Having reviewed the strong concentration of capital ownership, both in household fortunes as well as market consolidation, what about labor? The Right’s take on the freedom of the labor market is that it leaves us free to choose among multiple uses for our labor, protecting you from power plays by a tyrannical boss, as when Milton Friedman wrote:

The most reliable and effective protection for most workers is provided by the existence of many employers…The employers who protect a worker are those who would like to hire him. Their demand for his services makes it in the self-interest of his own employer to pay him the full value of his work. If his own employer doesn’t, someone else may be ready to do so. Competition for his services—that is the worker’s real protection.

The first serious problem with these rosy reviews of the market is that after the previous section, it must be admitted that the “many employers” the Friedmans are expecting may never arrive to the job fair. And they do quietly concede that “Two classes or workers are not protected by anyone: workers who have only one possible employer, and workers who have no possible employer,” which makes consolidation and outsourcing very relevant for freedom.
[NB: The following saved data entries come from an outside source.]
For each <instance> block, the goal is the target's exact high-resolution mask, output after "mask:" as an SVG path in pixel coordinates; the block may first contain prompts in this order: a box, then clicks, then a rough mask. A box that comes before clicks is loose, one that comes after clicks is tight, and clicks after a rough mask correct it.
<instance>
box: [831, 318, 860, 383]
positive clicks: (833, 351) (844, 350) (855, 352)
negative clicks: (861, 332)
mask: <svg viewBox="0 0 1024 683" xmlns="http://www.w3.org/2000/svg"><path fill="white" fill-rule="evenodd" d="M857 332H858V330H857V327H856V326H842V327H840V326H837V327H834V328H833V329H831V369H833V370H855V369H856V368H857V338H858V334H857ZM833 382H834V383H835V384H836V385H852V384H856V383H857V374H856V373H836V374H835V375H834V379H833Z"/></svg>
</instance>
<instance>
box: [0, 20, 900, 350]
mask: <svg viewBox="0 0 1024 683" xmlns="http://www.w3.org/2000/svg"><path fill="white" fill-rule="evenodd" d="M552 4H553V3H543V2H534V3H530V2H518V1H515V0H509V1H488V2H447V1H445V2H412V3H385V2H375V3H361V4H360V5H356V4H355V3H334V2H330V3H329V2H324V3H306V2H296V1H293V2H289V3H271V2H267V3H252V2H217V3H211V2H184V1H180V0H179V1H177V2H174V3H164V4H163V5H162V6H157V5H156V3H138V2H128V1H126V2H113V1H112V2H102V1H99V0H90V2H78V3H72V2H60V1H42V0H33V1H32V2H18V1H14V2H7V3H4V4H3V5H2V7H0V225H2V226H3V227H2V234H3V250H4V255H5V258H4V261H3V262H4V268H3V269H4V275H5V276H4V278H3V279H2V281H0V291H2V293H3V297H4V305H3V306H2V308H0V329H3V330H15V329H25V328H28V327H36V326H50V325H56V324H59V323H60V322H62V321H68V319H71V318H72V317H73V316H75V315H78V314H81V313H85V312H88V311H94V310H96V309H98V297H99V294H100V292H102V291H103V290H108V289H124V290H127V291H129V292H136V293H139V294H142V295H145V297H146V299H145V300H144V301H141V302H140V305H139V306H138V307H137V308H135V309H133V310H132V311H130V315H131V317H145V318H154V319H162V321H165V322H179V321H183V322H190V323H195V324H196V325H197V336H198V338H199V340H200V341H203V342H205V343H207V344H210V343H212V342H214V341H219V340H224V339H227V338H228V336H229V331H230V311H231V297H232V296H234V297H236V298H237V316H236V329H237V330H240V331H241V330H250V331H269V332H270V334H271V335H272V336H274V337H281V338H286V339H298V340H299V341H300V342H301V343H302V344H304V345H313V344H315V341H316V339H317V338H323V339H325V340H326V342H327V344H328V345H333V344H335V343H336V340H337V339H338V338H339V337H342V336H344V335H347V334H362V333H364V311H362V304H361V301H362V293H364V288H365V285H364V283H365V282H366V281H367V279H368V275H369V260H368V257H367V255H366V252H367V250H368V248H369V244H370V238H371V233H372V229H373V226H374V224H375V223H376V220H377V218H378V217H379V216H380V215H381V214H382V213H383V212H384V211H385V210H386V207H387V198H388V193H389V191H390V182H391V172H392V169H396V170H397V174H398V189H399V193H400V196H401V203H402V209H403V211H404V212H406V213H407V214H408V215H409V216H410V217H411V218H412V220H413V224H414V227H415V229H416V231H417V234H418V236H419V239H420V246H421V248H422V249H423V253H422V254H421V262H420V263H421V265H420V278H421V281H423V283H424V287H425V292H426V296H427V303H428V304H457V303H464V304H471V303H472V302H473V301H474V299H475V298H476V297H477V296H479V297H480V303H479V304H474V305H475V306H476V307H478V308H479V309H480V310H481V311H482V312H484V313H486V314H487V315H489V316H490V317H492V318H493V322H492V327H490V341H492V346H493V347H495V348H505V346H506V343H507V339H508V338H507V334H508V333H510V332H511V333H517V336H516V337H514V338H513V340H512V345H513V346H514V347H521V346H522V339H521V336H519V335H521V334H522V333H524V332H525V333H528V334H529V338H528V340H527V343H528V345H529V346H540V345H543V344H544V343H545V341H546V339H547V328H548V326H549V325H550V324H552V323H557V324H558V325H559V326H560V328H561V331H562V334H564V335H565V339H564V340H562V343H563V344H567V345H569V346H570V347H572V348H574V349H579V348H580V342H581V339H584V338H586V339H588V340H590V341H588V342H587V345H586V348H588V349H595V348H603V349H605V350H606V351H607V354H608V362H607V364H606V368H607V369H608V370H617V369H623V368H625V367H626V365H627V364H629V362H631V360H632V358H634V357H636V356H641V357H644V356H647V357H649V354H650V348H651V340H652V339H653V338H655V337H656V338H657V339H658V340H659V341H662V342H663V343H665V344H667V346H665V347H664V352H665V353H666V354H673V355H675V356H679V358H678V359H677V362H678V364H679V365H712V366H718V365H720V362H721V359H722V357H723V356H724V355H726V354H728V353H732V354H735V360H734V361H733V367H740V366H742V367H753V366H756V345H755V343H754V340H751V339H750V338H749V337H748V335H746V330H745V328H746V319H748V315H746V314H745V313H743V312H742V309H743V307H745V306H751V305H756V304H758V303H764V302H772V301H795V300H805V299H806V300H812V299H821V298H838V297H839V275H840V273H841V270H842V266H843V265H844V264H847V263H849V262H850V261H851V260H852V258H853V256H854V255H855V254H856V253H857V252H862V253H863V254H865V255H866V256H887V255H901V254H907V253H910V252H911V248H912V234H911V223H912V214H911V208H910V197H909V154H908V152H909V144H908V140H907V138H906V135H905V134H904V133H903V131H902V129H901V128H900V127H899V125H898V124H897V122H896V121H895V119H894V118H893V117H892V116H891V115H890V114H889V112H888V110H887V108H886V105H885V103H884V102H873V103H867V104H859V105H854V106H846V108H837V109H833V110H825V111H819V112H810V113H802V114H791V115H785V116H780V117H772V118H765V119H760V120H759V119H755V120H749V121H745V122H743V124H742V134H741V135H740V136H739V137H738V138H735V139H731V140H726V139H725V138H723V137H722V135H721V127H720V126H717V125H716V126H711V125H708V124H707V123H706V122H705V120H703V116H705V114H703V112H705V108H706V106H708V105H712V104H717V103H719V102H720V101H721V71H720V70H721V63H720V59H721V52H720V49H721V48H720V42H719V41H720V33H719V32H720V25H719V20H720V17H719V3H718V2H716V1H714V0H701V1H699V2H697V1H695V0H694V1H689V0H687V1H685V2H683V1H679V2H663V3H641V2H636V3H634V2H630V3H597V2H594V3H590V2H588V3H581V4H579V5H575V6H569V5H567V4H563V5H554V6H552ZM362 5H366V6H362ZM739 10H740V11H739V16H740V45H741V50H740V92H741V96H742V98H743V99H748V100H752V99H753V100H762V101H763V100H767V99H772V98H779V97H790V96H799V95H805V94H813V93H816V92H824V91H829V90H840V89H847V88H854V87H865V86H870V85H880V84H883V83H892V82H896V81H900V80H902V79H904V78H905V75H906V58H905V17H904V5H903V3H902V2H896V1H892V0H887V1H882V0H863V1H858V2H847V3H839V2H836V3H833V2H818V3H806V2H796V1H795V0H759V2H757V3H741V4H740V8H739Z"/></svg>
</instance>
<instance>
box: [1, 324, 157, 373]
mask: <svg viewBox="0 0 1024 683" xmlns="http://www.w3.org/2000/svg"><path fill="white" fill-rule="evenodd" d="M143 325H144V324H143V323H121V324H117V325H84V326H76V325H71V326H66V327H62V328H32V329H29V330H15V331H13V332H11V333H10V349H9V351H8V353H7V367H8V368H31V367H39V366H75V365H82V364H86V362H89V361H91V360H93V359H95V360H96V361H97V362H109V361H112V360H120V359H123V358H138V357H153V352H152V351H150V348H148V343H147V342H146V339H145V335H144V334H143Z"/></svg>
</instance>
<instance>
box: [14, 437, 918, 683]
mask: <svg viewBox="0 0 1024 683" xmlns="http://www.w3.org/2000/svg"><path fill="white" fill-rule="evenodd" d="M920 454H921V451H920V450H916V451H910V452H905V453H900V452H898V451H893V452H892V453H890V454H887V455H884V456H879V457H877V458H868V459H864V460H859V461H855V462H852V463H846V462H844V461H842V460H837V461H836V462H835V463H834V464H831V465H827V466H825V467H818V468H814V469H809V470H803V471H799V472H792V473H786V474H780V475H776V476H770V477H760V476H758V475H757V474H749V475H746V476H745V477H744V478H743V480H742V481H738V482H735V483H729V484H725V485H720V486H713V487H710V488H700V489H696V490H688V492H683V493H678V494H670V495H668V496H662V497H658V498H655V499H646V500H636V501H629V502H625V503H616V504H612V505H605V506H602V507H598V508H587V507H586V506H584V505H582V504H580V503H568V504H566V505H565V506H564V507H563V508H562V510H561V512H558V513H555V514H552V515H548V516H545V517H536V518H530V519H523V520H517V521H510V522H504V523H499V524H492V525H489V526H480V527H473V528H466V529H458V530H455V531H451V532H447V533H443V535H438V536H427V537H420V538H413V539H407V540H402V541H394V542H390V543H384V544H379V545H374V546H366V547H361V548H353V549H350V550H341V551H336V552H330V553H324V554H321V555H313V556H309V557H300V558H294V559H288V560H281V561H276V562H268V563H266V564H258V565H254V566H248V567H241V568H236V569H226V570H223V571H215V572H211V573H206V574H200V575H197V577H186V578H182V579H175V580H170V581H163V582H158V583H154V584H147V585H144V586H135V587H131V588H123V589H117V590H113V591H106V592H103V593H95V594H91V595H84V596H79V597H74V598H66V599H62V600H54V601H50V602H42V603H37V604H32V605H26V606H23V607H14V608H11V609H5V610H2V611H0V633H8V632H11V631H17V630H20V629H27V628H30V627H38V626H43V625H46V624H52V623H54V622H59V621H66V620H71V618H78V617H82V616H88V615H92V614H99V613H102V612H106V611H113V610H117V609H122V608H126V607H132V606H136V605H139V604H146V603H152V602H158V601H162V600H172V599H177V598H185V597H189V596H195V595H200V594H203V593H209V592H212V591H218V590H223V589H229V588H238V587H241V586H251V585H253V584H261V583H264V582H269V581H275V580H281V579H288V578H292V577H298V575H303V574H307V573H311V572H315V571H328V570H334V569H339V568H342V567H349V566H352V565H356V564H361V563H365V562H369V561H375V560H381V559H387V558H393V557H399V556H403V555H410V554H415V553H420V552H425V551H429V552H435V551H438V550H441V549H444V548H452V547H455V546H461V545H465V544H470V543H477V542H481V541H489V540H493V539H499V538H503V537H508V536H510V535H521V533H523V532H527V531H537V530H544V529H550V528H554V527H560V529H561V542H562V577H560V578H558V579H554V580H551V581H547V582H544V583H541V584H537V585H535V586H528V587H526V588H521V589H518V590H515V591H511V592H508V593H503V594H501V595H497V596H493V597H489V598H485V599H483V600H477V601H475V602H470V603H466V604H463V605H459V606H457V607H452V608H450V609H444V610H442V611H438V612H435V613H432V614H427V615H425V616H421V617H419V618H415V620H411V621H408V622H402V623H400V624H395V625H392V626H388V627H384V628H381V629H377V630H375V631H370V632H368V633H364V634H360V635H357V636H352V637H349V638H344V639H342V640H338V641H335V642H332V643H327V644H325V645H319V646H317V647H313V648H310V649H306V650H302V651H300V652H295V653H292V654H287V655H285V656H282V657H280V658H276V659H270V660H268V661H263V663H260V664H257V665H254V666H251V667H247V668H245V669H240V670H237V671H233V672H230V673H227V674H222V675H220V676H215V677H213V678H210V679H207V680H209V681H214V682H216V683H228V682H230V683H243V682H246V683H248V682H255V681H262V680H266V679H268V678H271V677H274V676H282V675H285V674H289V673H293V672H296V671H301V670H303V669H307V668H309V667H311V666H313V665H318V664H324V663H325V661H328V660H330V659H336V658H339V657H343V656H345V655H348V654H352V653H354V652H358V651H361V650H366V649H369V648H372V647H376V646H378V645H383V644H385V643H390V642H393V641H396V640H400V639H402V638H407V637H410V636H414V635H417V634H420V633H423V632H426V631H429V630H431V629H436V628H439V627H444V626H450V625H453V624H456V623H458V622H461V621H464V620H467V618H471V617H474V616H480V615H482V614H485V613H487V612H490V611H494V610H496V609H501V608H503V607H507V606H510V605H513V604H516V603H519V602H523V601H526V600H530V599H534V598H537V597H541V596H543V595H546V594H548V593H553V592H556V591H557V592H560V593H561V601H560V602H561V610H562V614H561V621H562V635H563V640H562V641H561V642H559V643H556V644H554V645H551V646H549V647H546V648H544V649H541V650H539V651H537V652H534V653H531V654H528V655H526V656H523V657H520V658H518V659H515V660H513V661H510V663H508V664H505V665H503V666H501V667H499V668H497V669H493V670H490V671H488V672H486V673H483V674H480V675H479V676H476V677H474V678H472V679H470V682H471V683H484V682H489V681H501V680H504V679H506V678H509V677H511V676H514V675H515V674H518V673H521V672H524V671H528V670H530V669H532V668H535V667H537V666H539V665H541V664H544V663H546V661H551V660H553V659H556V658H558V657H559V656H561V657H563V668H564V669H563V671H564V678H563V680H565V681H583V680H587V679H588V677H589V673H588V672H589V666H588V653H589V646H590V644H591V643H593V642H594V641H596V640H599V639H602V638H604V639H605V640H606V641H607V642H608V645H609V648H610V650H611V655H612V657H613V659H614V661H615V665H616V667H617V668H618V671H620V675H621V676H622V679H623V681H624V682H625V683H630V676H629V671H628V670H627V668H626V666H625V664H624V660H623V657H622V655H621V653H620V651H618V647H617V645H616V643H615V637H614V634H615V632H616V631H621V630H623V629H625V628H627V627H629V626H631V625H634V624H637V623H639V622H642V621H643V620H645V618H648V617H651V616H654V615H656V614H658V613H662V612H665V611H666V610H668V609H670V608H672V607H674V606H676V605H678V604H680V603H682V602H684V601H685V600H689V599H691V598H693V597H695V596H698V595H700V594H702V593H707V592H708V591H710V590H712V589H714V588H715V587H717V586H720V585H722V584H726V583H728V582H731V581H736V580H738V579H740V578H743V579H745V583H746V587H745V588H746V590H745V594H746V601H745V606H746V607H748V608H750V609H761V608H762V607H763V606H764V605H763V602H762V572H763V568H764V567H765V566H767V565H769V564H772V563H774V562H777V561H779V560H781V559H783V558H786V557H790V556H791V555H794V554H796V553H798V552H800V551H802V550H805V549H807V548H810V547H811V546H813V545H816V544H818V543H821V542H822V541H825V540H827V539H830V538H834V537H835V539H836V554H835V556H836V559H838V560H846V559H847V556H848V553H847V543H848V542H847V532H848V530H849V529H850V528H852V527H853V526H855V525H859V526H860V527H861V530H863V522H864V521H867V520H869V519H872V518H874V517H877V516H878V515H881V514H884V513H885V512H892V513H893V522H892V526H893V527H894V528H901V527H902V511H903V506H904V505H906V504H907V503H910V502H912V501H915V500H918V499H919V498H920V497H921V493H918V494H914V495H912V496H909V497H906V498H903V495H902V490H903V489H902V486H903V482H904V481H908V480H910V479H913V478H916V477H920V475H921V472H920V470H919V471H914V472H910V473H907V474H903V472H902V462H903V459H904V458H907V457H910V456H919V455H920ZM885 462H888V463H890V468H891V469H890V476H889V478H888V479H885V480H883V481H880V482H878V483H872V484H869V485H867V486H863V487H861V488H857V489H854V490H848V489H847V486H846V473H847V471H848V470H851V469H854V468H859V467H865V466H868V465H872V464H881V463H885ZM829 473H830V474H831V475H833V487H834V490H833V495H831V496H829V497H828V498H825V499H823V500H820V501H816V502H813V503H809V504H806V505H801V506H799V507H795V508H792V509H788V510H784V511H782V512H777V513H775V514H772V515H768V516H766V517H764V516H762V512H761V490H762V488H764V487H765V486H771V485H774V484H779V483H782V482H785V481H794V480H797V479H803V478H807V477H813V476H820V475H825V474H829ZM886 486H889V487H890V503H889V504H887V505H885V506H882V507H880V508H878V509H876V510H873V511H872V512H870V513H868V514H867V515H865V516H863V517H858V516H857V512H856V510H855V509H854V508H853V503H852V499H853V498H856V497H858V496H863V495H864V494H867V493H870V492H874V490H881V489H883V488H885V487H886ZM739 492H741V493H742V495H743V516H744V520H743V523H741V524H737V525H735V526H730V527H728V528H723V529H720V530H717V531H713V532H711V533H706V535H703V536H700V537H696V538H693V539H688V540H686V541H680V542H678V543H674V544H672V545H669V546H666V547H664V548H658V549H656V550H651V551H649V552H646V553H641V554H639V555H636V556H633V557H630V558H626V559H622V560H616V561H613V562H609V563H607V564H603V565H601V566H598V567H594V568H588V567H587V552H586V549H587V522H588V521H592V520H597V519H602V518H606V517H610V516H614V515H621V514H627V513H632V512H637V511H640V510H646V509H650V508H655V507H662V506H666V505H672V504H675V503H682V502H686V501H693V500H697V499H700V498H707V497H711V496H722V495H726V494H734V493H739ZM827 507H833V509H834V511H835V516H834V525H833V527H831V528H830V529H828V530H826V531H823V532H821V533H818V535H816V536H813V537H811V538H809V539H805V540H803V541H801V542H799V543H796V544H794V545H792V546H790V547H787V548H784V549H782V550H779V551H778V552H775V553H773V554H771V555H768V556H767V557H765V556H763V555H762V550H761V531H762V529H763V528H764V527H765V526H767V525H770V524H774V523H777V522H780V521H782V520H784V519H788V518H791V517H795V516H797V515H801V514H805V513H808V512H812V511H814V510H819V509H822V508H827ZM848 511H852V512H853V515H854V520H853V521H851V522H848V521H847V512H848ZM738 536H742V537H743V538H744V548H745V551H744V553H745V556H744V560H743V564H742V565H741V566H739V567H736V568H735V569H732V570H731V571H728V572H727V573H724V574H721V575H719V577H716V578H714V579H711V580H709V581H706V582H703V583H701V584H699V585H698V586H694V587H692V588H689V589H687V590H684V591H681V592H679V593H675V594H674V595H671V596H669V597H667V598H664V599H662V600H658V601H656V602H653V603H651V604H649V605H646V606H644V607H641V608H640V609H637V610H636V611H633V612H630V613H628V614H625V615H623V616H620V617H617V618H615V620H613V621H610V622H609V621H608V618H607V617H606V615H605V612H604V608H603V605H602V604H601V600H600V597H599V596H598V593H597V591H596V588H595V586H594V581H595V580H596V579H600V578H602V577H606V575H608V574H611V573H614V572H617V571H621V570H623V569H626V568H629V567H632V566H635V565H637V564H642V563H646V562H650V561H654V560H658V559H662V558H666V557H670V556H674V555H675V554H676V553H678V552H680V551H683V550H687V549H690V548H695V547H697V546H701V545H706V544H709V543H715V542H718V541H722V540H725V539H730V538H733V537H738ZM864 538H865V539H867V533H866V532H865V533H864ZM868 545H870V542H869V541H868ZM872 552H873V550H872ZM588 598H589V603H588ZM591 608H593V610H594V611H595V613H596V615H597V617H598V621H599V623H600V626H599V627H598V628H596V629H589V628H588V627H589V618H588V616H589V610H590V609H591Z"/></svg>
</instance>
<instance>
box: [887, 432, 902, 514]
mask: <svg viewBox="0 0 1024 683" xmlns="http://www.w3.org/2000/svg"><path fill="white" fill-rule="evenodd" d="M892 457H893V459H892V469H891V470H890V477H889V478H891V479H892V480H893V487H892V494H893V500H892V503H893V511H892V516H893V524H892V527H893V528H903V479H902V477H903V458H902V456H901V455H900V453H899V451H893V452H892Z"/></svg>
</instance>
The second great problem is that, fundamentally, people are in fact not commodities. A seller of non-perishable goods can store them until market conditions are favorable. This patience is unavailable for owners of mere labor power, who stubbornly require food and water at regular intervals. The kid can’t skip eating this quarter and eat more next quarter instead. Treating labor as an asset priced by supply and demand, like toasters or toothbrushes, is a gross insult to the human spirit and indeed, is responsible for some of the gravest crimes committed against humanity in our history.

A further problem is that this traditional claim that the labor market is “free” is based on another assumption, that if you don’t find an employer you want to work for, you can just produce goods on your own. Friedman: “Since the household always has the alternative of producing directly for itself, it need not enter into any exchange unless it benefits from it. Hence, no exchange will take place unless both parties do benefit from it.” This would indeed grant a good deal of freedom to the man on the street, but “producing for itself” implies access to productive resources, including what we call “capital,” which as we’ve seen is so highly concentrated that a very large part of global society has essentially none. This means that since we have no “positive freedom” to use or decide on how to use the capital stock, the typical working person is also left with diminished “negative freedom,” since employers who own the concentrated capital have dramatic power over employees in the market.